Example 2: FAP expression is enhanced with “unstable” thin fibrous caps versus “stable” thick fibrous caps of human coronary artery atherosclerotic lesions in clinically relevant atherosclerotic lesions In order to determine the relationship between FAP and plaque fragility, Masson's method (stained with collagen in blue) of a human coronary artery that is easily ruptured from a patient who died after acute myocardial infarction is performed. Based on the fibrous cap thickness, these specimens are characterized as “unstable” thin caps (<50 μm) or “stable” thick caps (> 65 μm) fibrous atheroma. Immunohistological and immunofluorescent staining in adjacent sections revealed that “stable” thick fibrous caps showed enhanced FAP expression with “unstable” thin fibrous caps (FIG. 4A). Confocal image analysis revealed that “unstable” thin fibrous caps showed a significant increase in FAP expression compared to “stable” thick fibrous caps of human coronary fibrous atheroma (FIG. 5). 4B).

Example 3: FAP expression is associated with macrophage burden in human aortic atherosclerotic plaques Immunofluorescent staining reveals FAP expression in inner cells adjacent to macrophages in representative aortic fatty streaks ( FIG. 5A). In order to characterize the relationship between FAP and inflammation, FAP and macrophage immunofluorescence signal intensities in human aortic plaques (FIG. 5B) are compared. There is a positive correlation between macrophage load and FAP expression at multiple plaque progression stages (R ² = 0.763, n = 12, FIG. 5C).

Example 4: Macrophage-derived TNFα induces FAP expression in cultured human aortic smooth muscle cells To elucidate the signaling mechanism between macrophages and FAP-expressing HASMC, HASMC was exposed to macrophage conditioned medium for 48 hours, Simulate conditions applicable to plaque inflammation.
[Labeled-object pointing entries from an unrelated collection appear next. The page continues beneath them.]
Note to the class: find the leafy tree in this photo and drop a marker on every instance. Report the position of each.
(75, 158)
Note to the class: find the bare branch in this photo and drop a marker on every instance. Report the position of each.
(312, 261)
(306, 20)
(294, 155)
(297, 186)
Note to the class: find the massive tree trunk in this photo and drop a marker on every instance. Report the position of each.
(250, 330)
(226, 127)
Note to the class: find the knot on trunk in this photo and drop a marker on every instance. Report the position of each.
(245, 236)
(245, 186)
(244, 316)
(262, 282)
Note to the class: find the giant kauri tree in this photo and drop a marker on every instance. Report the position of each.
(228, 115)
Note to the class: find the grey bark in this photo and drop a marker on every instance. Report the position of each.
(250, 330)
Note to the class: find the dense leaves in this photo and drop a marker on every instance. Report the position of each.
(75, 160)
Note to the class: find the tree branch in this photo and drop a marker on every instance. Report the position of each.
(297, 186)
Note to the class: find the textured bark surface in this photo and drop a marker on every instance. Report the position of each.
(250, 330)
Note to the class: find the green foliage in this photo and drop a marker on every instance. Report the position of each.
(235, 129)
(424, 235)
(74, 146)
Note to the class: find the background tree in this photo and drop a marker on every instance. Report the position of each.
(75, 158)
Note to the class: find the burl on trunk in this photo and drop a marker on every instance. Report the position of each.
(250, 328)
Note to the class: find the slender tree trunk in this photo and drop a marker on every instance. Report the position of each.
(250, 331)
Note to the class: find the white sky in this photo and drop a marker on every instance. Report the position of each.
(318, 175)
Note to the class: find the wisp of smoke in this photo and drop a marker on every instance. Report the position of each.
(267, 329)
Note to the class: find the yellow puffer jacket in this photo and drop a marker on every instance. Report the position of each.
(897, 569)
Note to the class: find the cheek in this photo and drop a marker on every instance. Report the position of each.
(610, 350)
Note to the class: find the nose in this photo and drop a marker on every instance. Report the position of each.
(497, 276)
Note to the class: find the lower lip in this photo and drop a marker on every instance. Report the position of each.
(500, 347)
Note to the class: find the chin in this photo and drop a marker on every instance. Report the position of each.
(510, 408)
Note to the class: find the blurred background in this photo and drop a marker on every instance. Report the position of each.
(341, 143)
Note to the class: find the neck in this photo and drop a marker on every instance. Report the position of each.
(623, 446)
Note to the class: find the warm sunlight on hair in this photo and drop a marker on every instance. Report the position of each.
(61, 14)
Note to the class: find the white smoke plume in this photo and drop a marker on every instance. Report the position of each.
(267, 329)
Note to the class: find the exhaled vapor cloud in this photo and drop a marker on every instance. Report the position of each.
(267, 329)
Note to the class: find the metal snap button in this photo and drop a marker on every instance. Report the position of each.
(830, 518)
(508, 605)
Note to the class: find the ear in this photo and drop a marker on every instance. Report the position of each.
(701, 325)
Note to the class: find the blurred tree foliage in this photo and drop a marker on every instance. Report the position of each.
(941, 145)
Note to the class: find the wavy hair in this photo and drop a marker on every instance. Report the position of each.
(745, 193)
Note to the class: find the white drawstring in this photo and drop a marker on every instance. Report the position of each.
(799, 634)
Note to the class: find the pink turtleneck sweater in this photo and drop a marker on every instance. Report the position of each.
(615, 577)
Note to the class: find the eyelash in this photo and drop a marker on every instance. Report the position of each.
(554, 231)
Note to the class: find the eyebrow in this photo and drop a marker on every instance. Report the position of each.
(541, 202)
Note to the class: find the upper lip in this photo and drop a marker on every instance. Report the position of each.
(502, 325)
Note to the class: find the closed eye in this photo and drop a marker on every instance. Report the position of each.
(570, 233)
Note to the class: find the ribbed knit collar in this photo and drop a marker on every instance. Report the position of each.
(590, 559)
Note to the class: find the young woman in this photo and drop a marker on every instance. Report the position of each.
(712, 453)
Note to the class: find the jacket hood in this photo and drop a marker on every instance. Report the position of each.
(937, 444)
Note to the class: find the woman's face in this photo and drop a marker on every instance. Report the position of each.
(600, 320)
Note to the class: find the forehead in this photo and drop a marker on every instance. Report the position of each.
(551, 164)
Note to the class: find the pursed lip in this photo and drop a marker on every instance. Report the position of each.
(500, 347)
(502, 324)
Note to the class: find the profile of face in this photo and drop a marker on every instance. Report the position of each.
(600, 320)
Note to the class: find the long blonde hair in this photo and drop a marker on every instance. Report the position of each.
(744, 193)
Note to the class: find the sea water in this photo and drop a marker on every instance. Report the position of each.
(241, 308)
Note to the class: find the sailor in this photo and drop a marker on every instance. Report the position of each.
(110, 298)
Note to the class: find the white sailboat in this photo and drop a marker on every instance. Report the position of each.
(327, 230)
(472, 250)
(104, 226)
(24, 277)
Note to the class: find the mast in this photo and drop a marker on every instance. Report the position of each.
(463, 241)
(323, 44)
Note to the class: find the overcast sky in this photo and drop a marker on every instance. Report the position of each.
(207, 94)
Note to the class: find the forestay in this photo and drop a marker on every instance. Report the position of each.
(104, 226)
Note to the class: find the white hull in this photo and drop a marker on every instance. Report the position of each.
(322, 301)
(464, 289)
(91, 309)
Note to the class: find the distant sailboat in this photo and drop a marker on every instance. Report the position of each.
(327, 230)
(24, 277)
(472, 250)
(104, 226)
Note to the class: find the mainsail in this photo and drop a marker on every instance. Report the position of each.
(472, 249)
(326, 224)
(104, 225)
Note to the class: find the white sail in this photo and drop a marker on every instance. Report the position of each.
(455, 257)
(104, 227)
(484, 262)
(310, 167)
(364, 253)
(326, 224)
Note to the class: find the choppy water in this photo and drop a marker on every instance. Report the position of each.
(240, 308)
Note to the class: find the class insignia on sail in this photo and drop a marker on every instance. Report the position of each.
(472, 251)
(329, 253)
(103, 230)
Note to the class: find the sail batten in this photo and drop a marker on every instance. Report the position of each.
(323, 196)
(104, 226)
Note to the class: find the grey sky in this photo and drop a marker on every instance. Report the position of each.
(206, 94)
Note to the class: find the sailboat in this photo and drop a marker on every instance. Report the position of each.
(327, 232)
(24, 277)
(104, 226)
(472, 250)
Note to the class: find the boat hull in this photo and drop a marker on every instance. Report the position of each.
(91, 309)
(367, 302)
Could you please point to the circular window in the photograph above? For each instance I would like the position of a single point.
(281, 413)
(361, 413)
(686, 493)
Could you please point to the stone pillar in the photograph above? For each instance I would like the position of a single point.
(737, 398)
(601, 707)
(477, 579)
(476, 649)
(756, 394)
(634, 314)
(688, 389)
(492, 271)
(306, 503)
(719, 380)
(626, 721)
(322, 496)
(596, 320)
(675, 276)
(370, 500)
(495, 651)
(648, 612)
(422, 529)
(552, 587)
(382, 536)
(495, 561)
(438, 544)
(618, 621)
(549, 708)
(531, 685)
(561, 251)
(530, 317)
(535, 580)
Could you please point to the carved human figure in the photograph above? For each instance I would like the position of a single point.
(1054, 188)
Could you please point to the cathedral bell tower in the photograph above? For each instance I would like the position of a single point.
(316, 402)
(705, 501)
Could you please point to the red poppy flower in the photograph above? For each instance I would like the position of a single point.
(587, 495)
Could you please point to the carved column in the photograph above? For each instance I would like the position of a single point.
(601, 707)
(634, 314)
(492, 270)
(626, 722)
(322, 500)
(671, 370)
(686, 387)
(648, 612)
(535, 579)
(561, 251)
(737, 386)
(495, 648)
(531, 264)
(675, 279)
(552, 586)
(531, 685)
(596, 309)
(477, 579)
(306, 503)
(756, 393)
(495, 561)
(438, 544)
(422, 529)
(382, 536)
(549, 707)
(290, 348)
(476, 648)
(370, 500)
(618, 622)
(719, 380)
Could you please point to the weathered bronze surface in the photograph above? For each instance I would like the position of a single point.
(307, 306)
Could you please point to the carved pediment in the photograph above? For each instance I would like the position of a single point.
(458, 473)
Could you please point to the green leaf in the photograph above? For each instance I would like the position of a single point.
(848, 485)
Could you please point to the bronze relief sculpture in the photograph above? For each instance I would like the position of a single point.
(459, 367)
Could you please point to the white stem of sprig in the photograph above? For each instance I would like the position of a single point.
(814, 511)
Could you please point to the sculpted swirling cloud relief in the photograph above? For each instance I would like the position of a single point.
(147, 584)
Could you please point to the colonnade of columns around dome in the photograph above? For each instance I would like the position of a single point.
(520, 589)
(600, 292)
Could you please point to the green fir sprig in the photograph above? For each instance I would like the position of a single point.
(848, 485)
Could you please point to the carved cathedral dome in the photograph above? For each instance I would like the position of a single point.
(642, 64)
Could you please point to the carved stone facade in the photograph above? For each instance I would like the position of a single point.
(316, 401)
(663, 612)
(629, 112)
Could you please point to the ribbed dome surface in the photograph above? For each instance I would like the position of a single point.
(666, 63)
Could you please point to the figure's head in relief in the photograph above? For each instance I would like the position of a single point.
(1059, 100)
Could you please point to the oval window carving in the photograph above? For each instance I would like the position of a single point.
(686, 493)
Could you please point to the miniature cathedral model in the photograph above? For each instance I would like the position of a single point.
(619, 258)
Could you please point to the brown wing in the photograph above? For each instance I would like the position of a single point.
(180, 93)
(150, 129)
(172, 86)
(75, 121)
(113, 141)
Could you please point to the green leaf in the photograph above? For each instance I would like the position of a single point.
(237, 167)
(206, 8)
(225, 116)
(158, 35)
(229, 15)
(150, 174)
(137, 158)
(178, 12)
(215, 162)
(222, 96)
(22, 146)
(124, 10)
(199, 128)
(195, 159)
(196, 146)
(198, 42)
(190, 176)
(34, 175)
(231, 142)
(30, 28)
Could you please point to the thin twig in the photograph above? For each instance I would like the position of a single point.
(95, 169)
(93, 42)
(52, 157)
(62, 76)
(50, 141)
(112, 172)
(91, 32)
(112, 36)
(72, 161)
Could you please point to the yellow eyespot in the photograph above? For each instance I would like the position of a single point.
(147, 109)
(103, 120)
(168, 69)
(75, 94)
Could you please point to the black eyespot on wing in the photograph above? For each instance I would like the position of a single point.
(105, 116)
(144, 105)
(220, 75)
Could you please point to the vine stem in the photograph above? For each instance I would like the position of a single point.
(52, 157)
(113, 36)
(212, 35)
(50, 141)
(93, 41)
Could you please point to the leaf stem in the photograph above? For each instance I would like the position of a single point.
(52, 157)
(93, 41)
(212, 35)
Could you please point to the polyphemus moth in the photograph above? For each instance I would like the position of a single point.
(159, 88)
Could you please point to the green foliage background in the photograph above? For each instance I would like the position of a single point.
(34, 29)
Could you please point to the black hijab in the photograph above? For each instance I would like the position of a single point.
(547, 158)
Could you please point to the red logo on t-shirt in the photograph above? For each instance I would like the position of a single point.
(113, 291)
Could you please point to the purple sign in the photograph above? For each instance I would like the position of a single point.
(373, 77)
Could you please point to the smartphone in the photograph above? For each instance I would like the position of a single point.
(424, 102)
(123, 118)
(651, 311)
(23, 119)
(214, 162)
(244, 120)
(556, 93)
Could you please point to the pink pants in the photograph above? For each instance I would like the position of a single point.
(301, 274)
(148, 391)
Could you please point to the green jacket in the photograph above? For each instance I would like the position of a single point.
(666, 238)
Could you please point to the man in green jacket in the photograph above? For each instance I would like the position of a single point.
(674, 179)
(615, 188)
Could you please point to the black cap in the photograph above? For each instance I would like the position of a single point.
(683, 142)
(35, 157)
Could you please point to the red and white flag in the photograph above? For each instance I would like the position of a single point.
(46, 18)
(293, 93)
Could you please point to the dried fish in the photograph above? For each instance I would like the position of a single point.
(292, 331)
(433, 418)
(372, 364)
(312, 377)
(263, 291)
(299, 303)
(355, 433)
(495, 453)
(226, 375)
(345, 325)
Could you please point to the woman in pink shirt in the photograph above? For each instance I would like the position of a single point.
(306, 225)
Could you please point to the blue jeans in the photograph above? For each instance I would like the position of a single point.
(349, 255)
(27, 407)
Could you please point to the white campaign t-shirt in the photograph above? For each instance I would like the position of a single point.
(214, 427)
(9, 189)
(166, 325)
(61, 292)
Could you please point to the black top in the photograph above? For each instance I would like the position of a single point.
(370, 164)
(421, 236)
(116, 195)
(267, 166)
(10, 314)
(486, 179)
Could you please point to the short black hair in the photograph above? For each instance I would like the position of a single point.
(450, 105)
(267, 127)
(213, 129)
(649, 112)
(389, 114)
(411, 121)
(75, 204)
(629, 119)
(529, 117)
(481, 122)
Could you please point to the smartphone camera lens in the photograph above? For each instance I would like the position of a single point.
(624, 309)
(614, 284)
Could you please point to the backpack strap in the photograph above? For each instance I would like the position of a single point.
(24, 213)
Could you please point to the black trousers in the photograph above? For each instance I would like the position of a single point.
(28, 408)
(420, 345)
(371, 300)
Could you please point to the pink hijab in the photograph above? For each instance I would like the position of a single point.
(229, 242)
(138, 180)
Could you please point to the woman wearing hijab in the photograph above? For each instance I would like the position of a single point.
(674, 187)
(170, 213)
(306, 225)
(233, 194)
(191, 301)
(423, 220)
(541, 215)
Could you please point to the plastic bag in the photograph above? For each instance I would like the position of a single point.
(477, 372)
Cultured HASMCs show a significant dose-dependent increase in FAP in response to macrophage conditioned medium, with a maximum effect observed at 20% medium concentration after 48 hours (FIG. 6A). This effect disappears when macrophage conditioned medium is treated with TNFα neutralizing antibody (FIG. 6B). To confirm paracrine-induced FAP expression by TNFα, recombinant human TNFα is used to induce FAP in HASMC in a dose and time dependent manner. Maximum response is confirmed after 48 hours at 30 ng / mL (FIGS. 6C and 6D).

Example 5: Gelatin degradation activity in the aortic fibrous cap is inhibited by FAP neutralizing antibody Immunofluorescence analysis revealed enhanced FAP expression in the low type I collagen region of the aortic fibrous cap (FIG. 7A). Recombinant human FAP degrades gelatin in a dose- and time-dependent manner (Figure 7B). A246, an antibody directed against the catalytic site of FAP, reduces the gelatinolytic activity of both recombinant human FAP and activated HASMC (FIGS. 7C and 7D). Aortic fibrous caps treated with IgG control antibody show co-localization of FAP and cleaved type I collagen, whereas Ab246 treated plaques clearly show significantly reduced co-localization of FAP with type I collagenase activity. (FIG. 7E). Confocal image analysis reveals that the A246 treated fibrous cap shows a decrease in cleaved type I collagen at the FAP expression site (FIG. 7F).

Example 6: FAP expression is enhanced in apoE-/-mice aortic atherosclerotic plaques 12 weeks starting at 8 weeks of age with a high cholesterol diet (total cholesterol 1.25%, RD12108 from Research Diets) ) Plaques in the aortic roots of male atherosclerotic apolipoprotein E knockout (ApoE ^{− / −} ) mice (C57BL / 6J background) (n = 5) fed. Wild type (WT) male C57BL / 6J mice (n = 4) with normal diet for the same period are used as healthy controls. The aortic roots of mice euthanized with isoflurane are rinsed with normal saline, excised, immediately embedded in OCT, and frozen for sectioning. The presence of FAP confirmed in atherosclerotic plaques of ApoE ^{− / −} knockout mice validates the use of this model for in-vivo FAP inhibition studies by intravenous injection of FAP neutralizing antibodies. (FIG. 12).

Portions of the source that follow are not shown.